Opinion
June 28, 1976
Appeal by defendant from a judgment of the County Court, Westchester County, rendered December 27, 1973, convicting him of robbery in the first degree, robbery in the second degree, grand larceny in the second degree and possession of a weapon, etc., as a misdemeanor, upon a jury verdict, and imposing sentence. Judgment modified, on the law, by reversing the convictions of robbery in the second degree and grand larceny in the second degree and, as a matter of discretion in the interest of justice, by reversing the conviction of possession of a weapon, etc., as a misdemeanor, and the sentences imposed thereon, and the said counts are dismissed. As so modified, judgment affirmed. Conviction on the charge of robbery in the first degree requires a dismissal of the inclusory concurrent counts of robbery in the second degree and grand larceny in the second degree (see CPL 300.40, subd 3, par [b]; People v Grier, 37 N.Y.2d 847).

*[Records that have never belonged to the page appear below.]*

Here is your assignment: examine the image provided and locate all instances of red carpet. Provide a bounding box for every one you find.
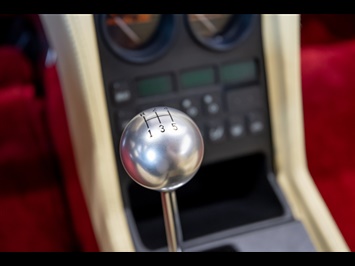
[0,14,355,252]
[0,46,98,252]
[301,15,355,251]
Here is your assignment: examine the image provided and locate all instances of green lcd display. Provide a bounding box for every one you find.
[220,60,257,83]
[180,67,215,89]
[137,75,173,97]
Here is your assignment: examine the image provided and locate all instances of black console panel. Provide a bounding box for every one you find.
[95,14,314,251]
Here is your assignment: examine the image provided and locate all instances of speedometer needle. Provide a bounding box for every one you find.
[195,14,217,33]
[114,17,141,44]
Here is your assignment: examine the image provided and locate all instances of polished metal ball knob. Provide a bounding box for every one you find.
[119,107,204,192]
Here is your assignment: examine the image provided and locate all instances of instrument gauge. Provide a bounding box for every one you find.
[101,14,175,63]
[187,14,252,51]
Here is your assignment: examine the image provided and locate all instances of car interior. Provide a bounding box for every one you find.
[0,14,355,252]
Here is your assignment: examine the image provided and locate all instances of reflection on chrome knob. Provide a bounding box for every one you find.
[120,107,204,192]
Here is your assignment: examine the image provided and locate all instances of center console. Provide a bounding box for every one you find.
[90,14,314,252]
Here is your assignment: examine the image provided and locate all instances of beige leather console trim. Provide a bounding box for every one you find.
[262,14,349,251]
[41,14,348,251]
[41,14,134,251]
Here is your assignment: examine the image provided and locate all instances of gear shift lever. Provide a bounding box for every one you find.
[119,107,204,251]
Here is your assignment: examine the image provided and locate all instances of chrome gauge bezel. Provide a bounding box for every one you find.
[99,14,177,64]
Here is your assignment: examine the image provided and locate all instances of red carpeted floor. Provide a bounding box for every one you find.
[301,14,355,251]
[0,42,98,252]
[0,14,355,252]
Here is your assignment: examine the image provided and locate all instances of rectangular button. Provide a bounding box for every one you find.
[220,60,258,84]
[247,111,265,135]
[137,75,173,97]
[226,86,263,112]
[180,67,216,89]
[111,81,132,104]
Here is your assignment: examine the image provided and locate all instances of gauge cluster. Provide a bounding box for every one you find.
[99,14,252,63]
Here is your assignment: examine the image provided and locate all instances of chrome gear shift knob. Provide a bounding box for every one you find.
[120,107,204,192]
[119,107,204,251]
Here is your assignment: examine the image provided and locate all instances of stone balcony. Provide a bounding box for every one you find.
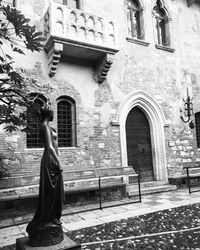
[187,0,200,7]
[44,2,118,83]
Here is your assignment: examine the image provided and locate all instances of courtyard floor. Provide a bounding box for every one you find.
[0,189,200,250]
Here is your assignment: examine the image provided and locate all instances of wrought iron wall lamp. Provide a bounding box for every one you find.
[180,88,194,129]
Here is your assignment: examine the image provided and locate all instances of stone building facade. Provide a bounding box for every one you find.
[0,0,200,195]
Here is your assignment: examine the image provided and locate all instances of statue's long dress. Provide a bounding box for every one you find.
[26,128,64,246]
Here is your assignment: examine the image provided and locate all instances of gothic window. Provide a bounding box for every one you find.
[57,96,76,147]
[54,0,80,9]
[126,0,144,39]
[26,94,46,148]
[153,0,170,47]
[195,112,200,148]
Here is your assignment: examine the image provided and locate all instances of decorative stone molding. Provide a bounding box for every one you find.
[155,44,175,53]
[187,0,200,7]
[43,1,119,80]
[47,42,63,77]
[126,37,150,47]
[96,54,113,83]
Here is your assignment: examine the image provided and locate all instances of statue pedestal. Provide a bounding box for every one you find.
[16,235,81,250]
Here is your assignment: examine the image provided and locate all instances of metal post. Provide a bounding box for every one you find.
[99,177,102,210]
[187,167,191,194]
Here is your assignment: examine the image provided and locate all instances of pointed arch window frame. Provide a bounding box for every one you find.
[125,0,150,46]
[153,0,175,52]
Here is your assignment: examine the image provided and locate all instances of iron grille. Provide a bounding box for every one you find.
[26,99,43,148]
[57,100,75,147]
[195,112,200,148]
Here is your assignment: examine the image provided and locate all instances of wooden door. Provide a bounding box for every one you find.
[126,107,153,181]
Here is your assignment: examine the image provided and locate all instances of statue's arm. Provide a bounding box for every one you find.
[41,125,61,170]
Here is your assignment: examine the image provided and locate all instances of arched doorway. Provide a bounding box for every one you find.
[114,90,168,183]
[126,107,154,181]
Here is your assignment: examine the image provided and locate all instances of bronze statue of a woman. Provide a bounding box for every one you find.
[26,107,64,247]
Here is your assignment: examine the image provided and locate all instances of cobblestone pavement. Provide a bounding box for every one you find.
[0,189,200,250]
[67,203,200,250]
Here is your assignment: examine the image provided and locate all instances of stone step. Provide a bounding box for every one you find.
[140,181,166,188]
[127,184,177,196]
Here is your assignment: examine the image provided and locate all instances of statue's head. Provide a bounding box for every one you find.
[40,103,54,122]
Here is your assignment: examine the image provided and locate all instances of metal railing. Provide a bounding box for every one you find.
[183,166,200,194]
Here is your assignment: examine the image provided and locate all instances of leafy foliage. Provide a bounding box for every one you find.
[0,0,48,132]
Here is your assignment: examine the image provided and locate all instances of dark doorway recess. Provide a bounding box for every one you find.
[126,107,153,182]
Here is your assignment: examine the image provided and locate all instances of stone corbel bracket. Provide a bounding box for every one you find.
[96,54,114,83]
[187,0,200,7]
[47,42,63,77]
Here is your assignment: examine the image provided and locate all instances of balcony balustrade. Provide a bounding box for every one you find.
[187,0,200,7]
[44,2,118,83]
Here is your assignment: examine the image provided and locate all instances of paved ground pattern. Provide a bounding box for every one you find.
[0,189,200,250]
[67,204,200,250]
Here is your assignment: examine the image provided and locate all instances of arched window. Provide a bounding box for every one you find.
[126,0,144,39]
[195,112,200,148]
[153,0,171,47]
[26,93,46,148]
[54,0,81,9]
[57,96,76,147]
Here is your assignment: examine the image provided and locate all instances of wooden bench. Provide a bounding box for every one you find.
[0,167,138,202]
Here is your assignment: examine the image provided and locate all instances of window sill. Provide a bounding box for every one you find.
[24,148,44,152]
[126,37,150,47]
[155,44,175,53]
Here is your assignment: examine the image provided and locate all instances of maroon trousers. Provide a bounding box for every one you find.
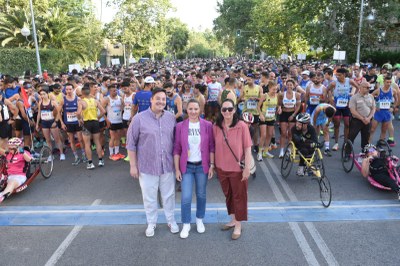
[217,168,247,221]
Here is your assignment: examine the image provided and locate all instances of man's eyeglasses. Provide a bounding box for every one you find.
[221,107,235,113]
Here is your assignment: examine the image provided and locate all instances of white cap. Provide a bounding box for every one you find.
[144,76,155,83]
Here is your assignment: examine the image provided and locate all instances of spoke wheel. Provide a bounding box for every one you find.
[318,176,332,208]
[281,143,293,178]
[39,146,54,179]
[341,140,355,173]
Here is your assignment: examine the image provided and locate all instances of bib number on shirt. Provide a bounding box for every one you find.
[67,112,78,123]
[40,110,54,121]
[379,100,390,109]
[336,98,349,107]
[247,100,257,109]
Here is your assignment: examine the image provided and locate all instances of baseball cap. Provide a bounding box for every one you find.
[144,76,155,83]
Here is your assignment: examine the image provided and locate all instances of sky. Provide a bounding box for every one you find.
[93,0,218,31]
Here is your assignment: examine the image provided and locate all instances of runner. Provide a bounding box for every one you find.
[102,84,125,161]
[36,89,65,161]
[58,83,86,165]
[81,83,105,170]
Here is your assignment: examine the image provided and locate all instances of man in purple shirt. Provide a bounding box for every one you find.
[126,88,179,237]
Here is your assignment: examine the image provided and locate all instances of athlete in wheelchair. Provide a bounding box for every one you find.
[292,113,318,176]
[0,138,32,203]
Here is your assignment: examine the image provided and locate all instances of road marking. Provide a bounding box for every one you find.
[267,161,339,265]
[45,199,101,266]
[259,163,319,265]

The presumption contained in subdivision 3 of section 265.15 Penal of the Penal Law was improperly charged in light of the fact that the undisputed evidence established that the weapon in question was observed in the actual possession of a person other than the defendant just prior to the apprehension of the defendant (Penal Law, 265.15, subd 3, par [a]; People v Garcia, 41 A.D.2d 560, 561; People v Davis, 52 Misc.2d 184, 185, 186; People v Logan, 94 N.Y.S.2d 681, 683-684, mod 276 App. Div. 102 9). Hopkins, Acting P.J., Martuscello, Rabin, Shapiro and Titone, JJ., concur.